Una testimonianza precoce della fortuna della Divina Commedia nella cultura figurativa monumentale”, ha commentato il direttore delle Gallerie degli Uffizi Eike Schmidt.

La storia del dipinto

Il dipinto si lega a uno degli episodi più celebri della Divina Commedia, descritto nel XXXIII canto dell’Inferno. Ne è protagonista il conte Ugolino Della Gherardesca, colpevole di tradimento della patria: un peccato infamante nella visione di Dante, che per questo lo precipita nel nono cerchio, il più profondo e vicino a Lucifero. Nella realtà storica il nobile pisano venne rinchiuso insieme a due figli e due nipoti nella Torre Muda a Pisa, e lì condannato a morire di fame. Il Poeta narra la vicenda concludendola con il celebre verso “Poscia, più che ‘l dolor, poté ‘l digiuno”, ricordando come Ugolino per disperazione si fosse cibato della carne dei congiunti: una parte della storia efferata e cruenta che l’artista ha evitato, preferendo il momento non meno drammatico (ma molto meno truce) delle ultime fasi della loro lenta agonia. 

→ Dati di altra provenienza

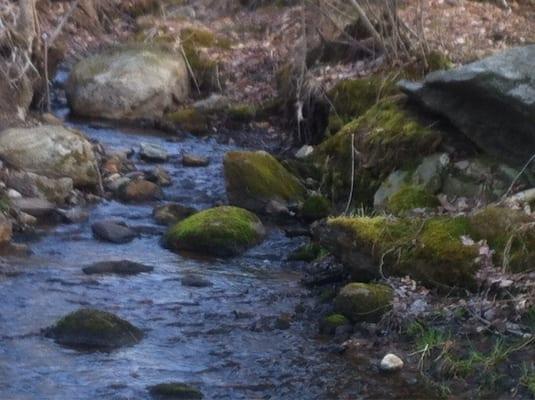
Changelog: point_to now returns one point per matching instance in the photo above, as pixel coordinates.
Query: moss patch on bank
(386, 137)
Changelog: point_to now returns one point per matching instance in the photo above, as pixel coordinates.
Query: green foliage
(429, 250)
(386, 137)
(221, 231)
(259, 176)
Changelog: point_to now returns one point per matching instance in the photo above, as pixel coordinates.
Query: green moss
(510, 233)
(315, 207)
(308, 252)
(255, 178)
(329, 324)
(364, 301)
(429, 250)
(189, 119)
(410, 197)
(221, 231)
(175, 390)
(95, 329)
(352, 98)
(386, 137)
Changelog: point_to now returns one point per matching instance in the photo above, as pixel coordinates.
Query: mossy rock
(95, 330)
(364, 301)
(410, 197)
(387, 137)
(253, 179)
(189, 119)
(330, 323)
(308, 252)
(175, 391)
(221, 231)
(510, 233)
(429, 250)
(315, 207)
(353, 97)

Nel dipinto viene rappresentata la scena che precede il tragico epilogo, quella corrispondente alla terzina “come un poco di raggio si fu messo/nel doloroso carcere, e io scorsi/per quattro visi il mio aspetto stesso”. Nella resa visiva dei versi danteschi, Fra’ Arsenio raggiunge l’apice del dramma: in primo piano una luce livida rivela due corpi già privi di vita, mentre sullo sfondo si accascia un giovane, consumato dalla fame. Sulla destra un nudo tremante in piedi, prossimo alla morte; Ugolino al centro, raffigurato da tergo, assiste impotente alla fine dei suoi cari prima di morire lui stesso. I corpi si stagliano su uno sfondo scuro, illuminati da un fascio di luce cruda che evidenzia le anatomie, rese nella loro miseria fisica con inesorabile esattezza anatomica. La spigolosità di alcuni profili rivela l’attenzione alla verità e la vocazione naturalistica di Fra’ Arsenio, che a Firenze aveva probabilmente assimilato questi caratteri stilistici da Jacopo Ligozzi e dai cicli di affreschi di Bernardino Poccetti.

Il valore dell’opera è dato anche dalla rarità del soggetto per l’epoca. Dal Medioevo infatti si conosce un numero cospicuo di illustrazioni della Divina Commedia su carta (gli Uffizi possiedono la splendida serie ad essa dedicata con 88 fogli disegnati da Federico Zuccari negli anni Ottanta del Cinquecento), mentre fino all’Ottocento le rappresentazioni in pittura o scultura di episodi danteschi costituiscono una vera e propria rarità.